* FY adj EPS 86.5 pence (company guidance 85.25 pence
* Revenue 5.86 bln stg (I/B/E/S poll 5.93 bln
* Expects continued sales and operating profit growth in 2012
* Shares down 2.4 percent
By Paul Sandle
LONDON, Feb 27 (Reuters) - Britain’s Pearson Plc reported a 12 percent jump in earnings, helped by demand for its education products in emerging markets, and forecast more growth in 2012 when digital revenue would overtake traditional publishing sales for the first time.
The owner of the world’s biggest education technology business, as well as the Financial Times and Penguin books, reported adjusted earnings per share of 86.5 pence for 2011, beating guidance it had raised in January.
Sales rose 6 percent at constant exchange rates to 5.86 billion pounds ($9.3 billion), light of market forecasts as textbook sales to U.S. schools came under pressure from tighter state budgets.
“Pearson expects to achieve continued sales and operating profit growth in 2012, in spite of tough trading conditions and rapid industry change,” the company said.
Chief Executive Majorie Scardino said Pearson would continue to invest in digital products and subscriptions, and in emerging markets, to counter challenging conditions in some Western economies.
“This year for the first time, we expect to generate more sales from digital and from services than we do from books and paper,” she told reporters on Monday.
Digital revenue, from services ranging from the FT on iPads to downloads of Kathryn Stockett’s “The Help” on Kindle ereaders, as well as from some 43 million student enrolled on learning programmes, reached 2 billion pounds in 2011, the company said.
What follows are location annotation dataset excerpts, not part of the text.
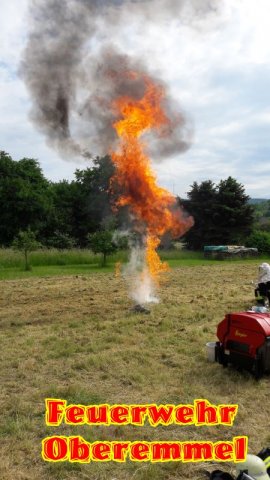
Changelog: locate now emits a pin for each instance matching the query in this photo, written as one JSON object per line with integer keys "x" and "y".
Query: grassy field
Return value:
{"x": 75, "y": 337}
{"x": 69, "y": 262}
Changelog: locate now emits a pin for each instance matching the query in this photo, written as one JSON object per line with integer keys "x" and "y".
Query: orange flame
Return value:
{"x": 152, "y": 206}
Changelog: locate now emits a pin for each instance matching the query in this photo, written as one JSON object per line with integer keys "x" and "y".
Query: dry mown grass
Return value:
{"x": 76, "y": 338}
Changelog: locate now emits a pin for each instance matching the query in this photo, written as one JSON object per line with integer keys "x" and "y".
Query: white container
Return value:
{"x": 210, "y": 351}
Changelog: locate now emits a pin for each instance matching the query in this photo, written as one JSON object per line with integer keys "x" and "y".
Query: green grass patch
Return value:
{"x": 75, "y": 262}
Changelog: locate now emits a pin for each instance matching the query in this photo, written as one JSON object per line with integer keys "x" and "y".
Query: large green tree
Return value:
{"x": 222, "y": 213}
{"x": 24, "y": 197}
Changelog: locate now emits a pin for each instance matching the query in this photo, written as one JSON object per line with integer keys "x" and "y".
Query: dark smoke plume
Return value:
{"x": 72, "y": 80}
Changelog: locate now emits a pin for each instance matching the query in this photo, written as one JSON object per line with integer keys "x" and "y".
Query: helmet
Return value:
{"x": 255, "y": 467}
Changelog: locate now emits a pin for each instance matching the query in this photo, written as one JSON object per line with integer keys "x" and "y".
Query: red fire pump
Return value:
{"x": 244, "y": 341}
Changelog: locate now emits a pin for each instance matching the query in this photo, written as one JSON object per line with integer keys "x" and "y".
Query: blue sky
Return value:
{"x": 218, "y": 69}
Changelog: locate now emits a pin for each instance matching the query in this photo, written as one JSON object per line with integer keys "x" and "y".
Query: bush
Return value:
{"x": 259, "y": 240}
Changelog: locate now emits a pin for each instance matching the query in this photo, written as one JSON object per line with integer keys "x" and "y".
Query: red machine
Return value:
{"x": 244, "y": 341}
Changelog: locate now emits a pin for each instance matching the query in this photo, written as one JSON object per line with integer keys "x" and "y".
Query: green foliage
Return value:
{"x": 260, "y": 240}
{"x": 222, "y": 213}
{"x": 102, "y": 242}
{"x": 262, "y": 215}
{"x": 26, "y": 242}
{"x": 61, "y": 241}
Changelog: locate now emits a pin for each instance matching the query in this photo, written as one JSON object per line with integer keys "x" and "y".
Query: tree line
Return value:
{"x": 64, "y": 214}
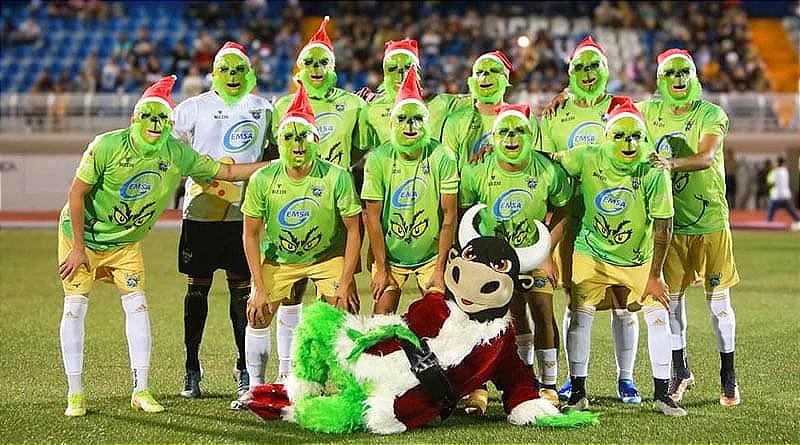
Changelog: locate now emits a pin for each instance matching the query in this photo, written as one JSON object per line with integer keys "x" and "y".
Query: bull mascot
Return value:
{"x": 386, "y": 374}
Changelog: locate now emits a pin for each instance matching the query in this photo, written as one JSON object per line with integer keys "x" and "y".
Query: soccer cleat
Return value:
{"x": 566, "y": 390}
{"x": 679, "y": 385}
{"x": 144, "y": 401}
{"x": 242, "y": 379}
{"x": 76, "y": 405}
{"x": 191, "y": 384}
{"x": 668, "y": 407}
{"x": 627, "y": 392}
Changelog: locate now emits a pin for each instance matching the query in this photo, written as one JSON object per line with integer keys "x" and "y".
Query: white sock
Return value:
{"x": 72, "y": 334}
{"x": 625, "y": 332}
{"x": 579, "y": 340}
{"x": 288, "y": 319}
{"x": 677, "y": 320}
{"x": 547, "y": 362}
{"x": 723, "y": 320}
{"x": 256, "y": 352}
{"x": 659, "y": 340}
{"x": 137, "y": 330}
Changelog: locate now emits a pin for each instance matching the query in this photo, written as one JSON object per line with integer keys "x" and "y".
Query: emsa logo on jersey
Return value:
{"x": 326, "y": 124}
{"x": 510, "y": 203}
{"x": 139, "y": 186}
{"x": 409, "y": 191}
{"x": 296, "y": 212}
{"x": 613, "y": 201}
{"x": 585, "y": 133}
{"x": 240, "y": 136}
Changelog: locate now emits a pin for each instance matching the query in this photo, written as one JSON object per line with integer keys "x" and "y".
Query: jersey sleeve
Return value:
{"x": 373, "y": 188}
{"x": 346, "y": 197}
{"x": 93, "y": 162}
{"x": 659, "y": 194}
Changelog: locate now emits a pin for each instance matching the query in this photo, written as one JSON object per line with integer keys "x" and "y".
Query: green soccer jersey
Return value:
{"x": 617, "y": 226}
{"x": 467, "y": 131}
{"x": 514, "y": 199}
{"x": 411, "y": 192}
{"x": 700, "y": 205}
{"x": 130, "y": 189}
{"x": 336, "y": 116}
{"x": 302, "y": 219}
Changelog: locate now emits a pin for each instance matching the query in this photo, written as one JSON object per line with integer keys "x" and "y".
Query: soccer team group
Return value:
{"x": 636, "y": 195}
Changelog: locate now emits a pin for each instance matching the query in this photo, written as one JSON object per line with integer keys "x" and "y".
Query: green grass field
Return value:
{"x": 33, "y": 386}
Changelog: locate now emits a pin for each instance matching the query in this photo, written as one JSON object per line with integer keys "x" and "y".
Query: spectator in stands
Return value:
{"x": 780, "y": 195}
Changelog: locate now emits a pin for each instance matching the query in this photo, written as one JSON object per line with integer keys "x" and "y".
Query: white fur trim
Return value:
{"x": 624, "y": 114}
{"x": 526, "y": 412}
{"x": 401, "y": 51}
{"x": 510, "y": 113}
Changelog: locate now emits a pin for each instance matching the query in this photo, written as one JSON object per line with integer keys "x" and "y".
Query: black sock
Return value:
{"x": 661, "y": 388}
{"x": 240, "y": 291}
{"x": 195, "y": 311}
{"x": 679, "y": 365}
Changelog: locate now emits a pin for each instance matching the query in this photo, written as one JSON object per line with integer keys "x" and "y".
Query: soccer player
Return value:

Sales in developing markets, meanwhile, grew 24 percent to exceed 1 billion dollars for the first time. “Pearson now has substantial education businesses in Brazil, in China, in India and in Africa,” Scardino said.
The group had 1 billion pounds to spend on further deals, she said, with emerging markets top of the list, followed by vocational and professional services, including helping young people in Britain find a job.
International education and professional services are the fastest growing parts of Pearson, and there is longstanding speculation it will sell the Financial Times.
The newspaper accounts for about one-tenth of revenue and is exposed to advertising markets it said would remain weak in 2012, although a 29 percent rise in digital subscriptions to 267,000, about 44 percent of its circulation, was a highlight.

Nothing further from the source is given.